江南水乡,似乎每个人在去往外婆家的路上,总要经过一座桥、两座桥、三座桥。而我的外婆家,无论走哪条道,都无法避免与一座桥邂逅。
我的外婆桥,一边通往水乡人家的低门矮户、白墙黛瓦,一边通往写有“农业学大寨”且镶嵌着五星徽章的村大会堂。大会堂的对面是杂货店,似乎最早的村小学也在这里,一直是全村最热闹的地方。再往北偏一点,就是村加工厂了。加工厂又叫轧谷厂,负责给各家各户加工粮食。“斗谷三升米,剩下都是糠”,农村轧谷的声音几乎天天都有,给静谧的乡间带来了许多烟火气。
那时候,乡村流行放露天电影、做戏文,场地也都在这里。从最初的大会堂室内,到后来搬到室外,真个是“巷北观神社,村东看戏场”。别管是哪里,一律人山人海、人声鼎沸。各股人流,从桥的两侧分别拥来,背着各家的椅子、凳子,抢占有利位置。桥下的空地、近水的河埠头都被人群挤占,桥上更是成为观影看戏最为惬意的所在。

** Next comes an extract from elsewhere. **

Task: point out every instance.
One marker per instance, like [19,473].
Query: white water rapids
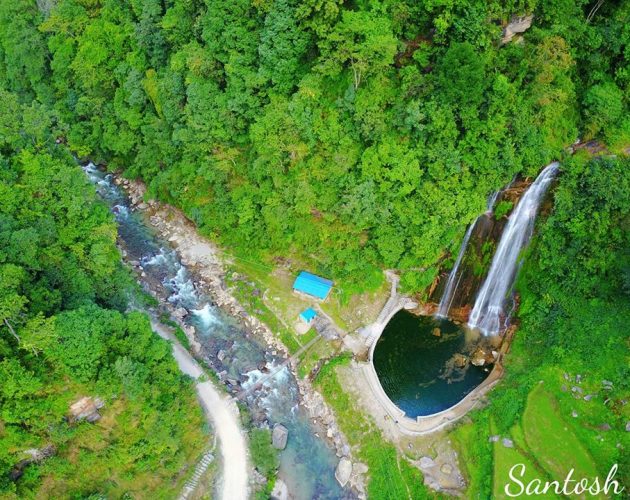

外婆家的桥,承载了太多儿时的回忆。有外婆佝偻着身子掏出手帕,从中拿出两块印糕给我吃;有外公骑着小三轮,载着我从桥上驶过;有舅舅拎着水桶从桥面踱过,桶中满满的,都是自家打来的鱼;有表兄弟们你追我赶,在露筋的栏杆外侧扭来扭去的身影。春时,桥岸边杨柳依依;夏季,人们在桥下的树荫中钓鱼纳凉;秋天,桥面上晾晒着稻谷,农人拿着耙子在上面翻晒;初冬,栏杆上斜挂着一串串过冬的腌菜,在暖阳下反射着金色光芒;到了寒冬腊月,桥墩上准会撑起一盏大红灯笼,迎接新春的到来……
如今,外婆外公已作古,那座桥也被拆除了,取而代之的是一座更加坚固的混凝土平桥。新桥虽好,却已永久失去了外婆外公的身影,不再是我记忆中的外婆桥,但它也会成为另一代人的“外婆桥”,烙印在他们心中。